When children are at school.
In a quiet, secluded temple.
Near famous springs and quaint rocks.

Lin deals with reinfusion of the same leaves:

Strictly speaking, the second pot is regarded as the best; the first pot being compared to a girl of thirteen, the second compared to a girl of sweet sixteen, and the third regarded as a woman. Theoretically, the third infusion from the same leaves is disallowed by connoisseurs, but actually one does try to live on with the “woman”.

Lin makes clear a distinction or two:

… the ideal color of tea is a clear, pale, golden yellow, never dark red like English tea.

By contrast, I rather think that George Orwell was speaking of the tea of shopkeepers when he wrote in his 1946 article for the Evening Standard, ‘A Nice Cup of Tea’:

… why is it considered vulgar to drink out of your saucer, for instance?

I haven’t seen anyone drink out of their saucer since I was a child. But perhaps they still do it up north. Given a saucer with a teacup is these days regarded as a sign of refinement or special occasion (funerals etc), I can hardly imagine anyone daring to drink out of the saucer, or even wanting to, let alone commit the ultimate vulgarity of blowing across the surface to cool it. I remember drinking out of the saucer as a habit of elderly people and children. Don’t let me get onto dipping biscuits in tea. I think one of the funniest ‘Candid Camera’ programmes I ever saw was when the guy in a cafe started dipping his biscuits in the tea of an old woman sat at the same table.
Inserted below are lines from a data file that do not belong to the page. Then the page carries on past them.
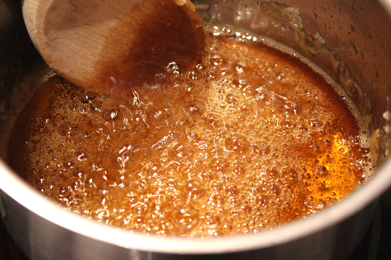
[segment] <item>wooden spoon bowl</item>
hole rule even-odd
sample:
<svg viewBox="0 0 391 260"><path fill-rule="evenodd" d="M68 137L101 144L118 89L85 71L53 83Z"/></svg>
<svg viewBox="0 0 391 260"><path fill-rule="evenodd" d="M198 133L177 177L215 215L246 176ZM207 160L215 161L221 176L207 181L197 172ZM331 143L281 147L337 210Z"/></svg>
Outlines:
<svg viewBox="0 0 391 260"><path fill-rule="evenodd" d="M23 0L23 15L50 67L86 90L121 94L170 64L200 60L202 23L189 0Z"/></svg>

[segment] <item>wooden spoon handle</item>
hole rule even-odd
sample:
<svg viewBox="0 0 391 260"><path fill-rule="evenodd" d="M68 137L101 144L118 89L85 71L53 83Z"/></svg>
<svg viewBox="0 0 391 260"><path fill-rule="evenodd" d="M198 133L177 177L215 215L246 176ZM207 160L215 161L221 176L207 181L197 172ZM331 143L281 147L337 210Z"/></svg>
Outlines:
<svg viewBox="0 0 391 260"><path fill-rule="evenodd" d="M72 83L108 92L148 81L174 62L198 63L203 29L189 0L22 0L47 64Z"/></svg>

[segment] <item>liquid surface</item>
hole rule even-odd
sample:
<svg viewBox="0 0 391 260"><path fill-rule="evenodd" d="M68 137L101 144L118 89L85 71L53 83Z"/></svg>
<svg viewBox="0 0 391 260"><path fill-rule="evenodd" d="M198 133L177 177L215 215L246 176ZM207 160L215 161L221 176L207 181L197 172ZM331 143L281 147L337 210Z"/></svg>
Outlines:
<svg viewBox="0 0 391 260"><path fill-rule="evenodd" d="M173 65L121 99L49 80L15 125L10 164L70 210L187 237L277 226L365 181L366 137L322 77L208 30L194 71Z"/></svg>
Such a simple idea to provoke a fuming sense of outrage bubbling up beneath the disinclination to say anything.

I can’t say I greatly warmed to Orwell’s insistence that Indian or Ceylonese tea is to be preferred to Chinese tea, although I see where he is coming from, and of course the Chinese teas that were available to him in 1946 were probably of the cheaper variety, I doubt he had drunk a Mao Feng Keemun or a good Yunnan in a Flowery Orange Pekoe or a fine Lapsang Souchong, probably just a Black Congou or a bottom-of-the-bin teacrate-dust Oolong. Who wouldn’t prefer a ration-book Assam in those circumstances?

Orwell is a man after my own heart when he writes as one of his eleven golden rules of making tea:

Sixthly, one should take the teapot to the kettle and not the other way about. The water should be actually boiling at the moment of impact, which means that one should keep it on the flame while one pours. Some people add that one should only use water that has been freshly brought to the boil, but I have never noticed that it makes any difference.
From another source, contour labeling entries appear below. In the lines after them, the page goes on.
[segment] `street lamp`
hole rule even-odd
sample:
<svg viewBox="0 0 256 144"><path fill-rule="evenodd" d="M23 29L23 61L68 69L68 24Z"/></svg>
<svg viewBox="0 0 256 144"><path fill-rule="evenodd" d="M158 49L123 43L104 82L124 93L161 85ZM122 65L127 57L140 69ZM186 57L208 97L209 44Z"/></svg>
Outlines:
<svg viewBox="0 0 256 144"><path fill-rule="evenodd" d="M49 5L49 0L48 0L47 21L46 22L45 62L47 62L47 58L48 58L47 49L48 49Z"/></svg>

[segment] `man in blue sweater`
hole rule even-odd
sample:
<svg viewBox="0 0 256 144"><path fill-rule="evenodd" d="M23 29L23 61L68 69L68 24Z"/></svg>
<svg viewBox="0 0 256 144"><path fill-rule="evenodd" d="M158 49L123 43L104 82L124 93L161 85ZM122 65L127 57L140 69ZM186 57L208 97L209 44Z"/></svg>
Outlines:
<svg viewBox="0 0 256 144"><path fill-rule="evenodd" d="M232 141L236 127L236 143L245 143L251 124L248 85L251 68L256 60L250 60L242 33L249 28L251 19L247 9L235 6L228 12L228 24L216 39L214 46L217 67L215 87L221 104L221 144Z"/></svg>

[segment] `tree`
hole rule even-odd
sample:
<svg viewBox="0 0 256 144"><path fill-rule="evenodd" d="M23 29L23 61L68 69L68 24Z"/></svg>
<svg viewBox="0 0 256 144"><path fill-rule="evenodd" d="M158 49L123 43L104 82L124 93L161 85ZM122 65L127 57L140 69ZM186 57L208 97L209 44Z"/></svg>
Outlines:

While these days I use an electric kettle, pressing the toggle-switch in after the time it would normally want to switch off to get a good rolling boil going, I must confess to regarding it as sub-standard to a good old whistling kettle on the hob rising from a low murmur up to a full-belted shriek. I must reconsider the use of a kettle on a flame and divorce myself from this modern convenience, the electric kettle. Lin Yutang describes the boiling kettle thus:

He turns round to look at the stove, and from the time the kettle begins to sing, he never leaves it, but continues to fan the fire harder than before. Perhaps he stops to take the lid off and look at the tiny bubbles, technically called “fish eyes” or “crab froth,” appearing on the bottom of the kettle, and puts the lid on again. This is the “first boil.” He listens carefully as the gentle singing increases in volume to that of a “gurgle,” with small bubbles coming up the sides of the kettle, technically called the “second boil.” It is then that he watches most carefully the vapor emitted from the kettle spout, and just shortly before the “third boil” is reached, when the water is brought up to a full boil, “like billowing waves,” he takes the kettle from the fire and scalds the pot inside and out with the boiling water, immediately adds the proper quantity of leaves and makes the infusion. Tea of this kind, like the famous “Iron Goddess of Mercy,” drunk in Fukien, is made very thick.

Note that, he scalds the pot inside and out.